Im Kanton Luzern unterstehen Kirchgemeinden dem kantonalen Beschaffungsrecht. Dies hat das Kantonsgericht in einem Grundsatzentscheid festgehalten. Es stoppte einen Architekturwettbewerb für ein neues Quartierzentrum in Luzern, der nur innerstädtische Firmen berücksichtigte.

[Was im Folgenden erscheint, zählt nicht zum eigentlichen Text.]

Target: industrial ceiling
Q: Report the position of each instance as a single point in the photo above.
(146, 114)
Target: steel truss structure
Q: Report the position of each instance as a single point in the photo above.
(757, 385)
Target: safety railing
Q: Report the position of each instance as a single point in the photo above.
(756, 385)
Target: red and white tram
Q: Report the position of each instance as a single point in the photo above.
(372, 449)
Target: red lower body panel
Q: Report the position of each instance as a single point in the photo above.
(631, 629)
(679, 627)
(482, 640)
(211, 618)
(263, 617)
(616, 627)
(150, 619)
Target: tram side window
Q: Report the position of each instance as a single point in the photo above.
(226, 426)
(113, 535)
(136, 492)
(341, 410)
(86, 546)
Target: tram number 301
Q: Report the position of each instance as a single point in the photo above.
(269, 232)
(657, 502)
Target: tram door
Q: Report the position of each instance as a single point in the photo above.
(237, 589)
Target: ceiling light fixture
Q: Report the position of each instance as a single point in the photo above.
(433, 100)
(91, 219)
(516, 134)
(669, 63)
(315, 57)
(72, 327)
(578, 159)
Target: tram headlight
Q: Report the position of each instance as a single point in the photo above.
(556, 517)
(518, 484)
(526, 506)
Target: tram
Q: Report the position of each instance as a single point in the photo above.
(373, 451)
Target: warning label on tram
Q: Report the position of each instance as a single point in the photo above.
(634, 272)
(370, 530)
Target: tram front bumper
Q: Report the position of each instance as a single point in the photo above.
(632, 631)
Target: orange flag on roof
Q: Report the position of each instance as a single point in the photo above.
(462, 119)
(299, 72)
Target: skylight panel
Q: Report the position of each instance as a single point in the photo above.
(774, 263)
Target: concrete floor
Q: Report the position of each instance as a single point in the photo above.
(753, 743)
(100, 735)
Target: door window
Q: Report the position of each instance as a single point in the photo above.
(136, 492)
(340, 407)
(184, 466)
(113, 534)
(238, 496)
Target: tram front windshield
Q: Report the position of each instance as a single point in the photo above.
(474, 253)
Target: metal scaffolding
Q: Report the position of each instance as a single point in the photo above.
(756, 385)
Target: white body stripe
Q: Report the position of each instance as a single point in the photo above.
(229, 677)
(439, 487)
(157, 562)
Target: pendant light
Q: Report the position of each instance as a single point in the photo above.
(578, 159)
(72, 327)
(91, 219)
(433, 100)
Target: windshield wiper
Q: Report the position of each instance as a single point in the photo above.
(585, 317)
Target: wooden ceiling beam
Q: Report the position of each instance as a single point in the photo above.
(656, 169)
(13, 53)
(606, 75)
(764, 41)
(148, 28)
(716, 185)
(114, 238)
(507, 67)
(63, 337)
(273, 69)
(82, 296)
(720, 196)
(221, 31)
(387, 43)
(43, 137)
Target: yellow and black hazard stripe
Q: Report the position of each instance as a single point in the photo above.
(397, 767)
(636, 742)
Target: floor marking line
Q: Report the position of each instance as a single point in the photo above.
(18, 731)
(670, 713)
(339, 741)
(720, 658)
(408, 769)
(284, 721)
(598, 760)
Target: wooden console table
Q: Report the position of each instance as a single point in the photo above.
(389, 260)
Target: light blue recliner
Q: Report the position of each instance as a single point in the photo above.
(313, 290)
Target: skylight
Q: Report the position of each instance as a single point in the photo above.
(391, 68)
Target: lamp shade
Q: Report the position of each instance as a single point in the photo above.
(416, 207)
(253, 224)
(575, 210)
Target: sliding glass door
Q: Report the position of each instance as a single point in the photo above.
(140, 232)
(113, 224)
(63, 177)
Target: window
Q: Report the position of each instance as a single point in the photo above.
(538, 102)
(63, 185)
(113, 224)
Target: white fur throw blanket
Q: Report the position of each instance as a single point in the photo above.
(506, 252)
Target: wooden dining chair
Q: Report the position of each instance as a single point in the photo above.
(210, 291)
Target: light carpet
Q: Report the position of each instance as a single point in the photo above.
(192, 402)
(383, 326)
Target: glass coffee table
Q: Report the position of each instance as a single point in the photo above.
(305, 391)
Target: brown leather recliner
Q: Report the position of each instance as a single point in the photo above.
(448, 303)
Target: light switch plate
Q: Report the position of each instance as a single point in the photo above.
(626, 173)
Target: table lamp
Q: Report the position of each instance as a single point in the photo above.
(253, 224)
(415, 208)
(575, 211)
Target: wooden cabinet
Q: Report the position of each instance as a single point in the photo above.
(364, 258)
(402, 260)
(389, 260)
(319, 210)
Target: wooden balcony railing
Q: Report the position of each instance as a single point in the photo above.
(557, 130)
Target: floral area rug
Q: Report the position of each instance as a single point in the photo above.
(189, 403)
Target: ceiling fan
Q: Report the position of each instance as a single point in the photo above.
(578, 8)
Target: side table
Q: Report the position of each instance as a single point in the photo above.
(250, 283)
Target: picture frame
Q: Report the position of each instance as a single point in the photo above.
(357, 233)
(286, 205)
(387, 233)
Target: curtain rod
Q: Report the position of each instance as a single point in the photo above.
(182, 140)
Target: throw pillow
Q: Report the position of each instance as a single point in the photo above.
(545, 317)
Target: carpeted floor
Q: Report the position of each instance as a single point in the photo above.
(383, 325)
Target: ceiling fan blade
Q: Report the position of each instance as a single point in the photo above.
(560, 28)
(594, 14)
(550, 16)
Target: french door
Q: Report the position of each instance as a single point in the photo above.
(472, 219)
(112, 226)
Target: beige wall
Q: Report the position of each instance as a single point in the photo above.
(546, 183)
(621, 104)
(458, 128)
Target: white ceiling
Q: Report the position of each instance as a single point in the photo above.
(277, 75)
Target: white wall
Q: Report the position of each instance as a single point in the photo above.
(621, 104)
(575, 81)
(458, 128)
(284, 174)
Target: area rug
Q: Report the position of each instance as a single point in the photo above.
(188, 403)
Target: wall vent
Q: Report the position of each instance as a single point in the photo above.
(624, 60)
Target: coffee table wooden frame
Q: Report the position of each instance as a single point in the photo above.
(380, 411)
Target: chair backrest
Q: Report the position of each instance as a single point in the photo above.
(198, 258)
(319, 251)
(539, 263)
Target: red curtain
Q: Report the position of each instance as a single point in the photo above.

Quartierzentrum Wesemlin Luzern

Bildlegende: Das Quartierzentrum Wesemlin soll einem Neubau weichen. zvg

Das Kantonsgericht hiess die Beschwerde eines Architekturbüros aus der Luzerner Landschaft gegen die entsprechende Ausschreibung gut. Die Ausschreibung ist laut Gericht vergaberechtswidrig, weil sie ausserstädtische Anbieter diskriminiere, heisst es in dem am Donnerstag veröffentlichten Urteil.

Die Katholische Kirchgemeinde Luzern hatte im Januar 2015 einen kombinierten Ideen- und Projektwettbewerb für den Neubau des Quartierzentrums Wesemlin ausgeschrieben. Teilnehmen durften nur Büros mit Geschäftssitz oder einer Niederlassung in der Stadt Luzern.

Das Kantonsgericht kam zum Schluss, dass die öffentlich-rechtlich anerkannten Kirchgemeinden unter dem Begriff «Gemeinden» im Gesetz über die öffentlichen Beschaffungen erfasst sind. Demnach müssten sich die Kirchgemeinden auch an die vergaberechtlichen Grundsätze halten.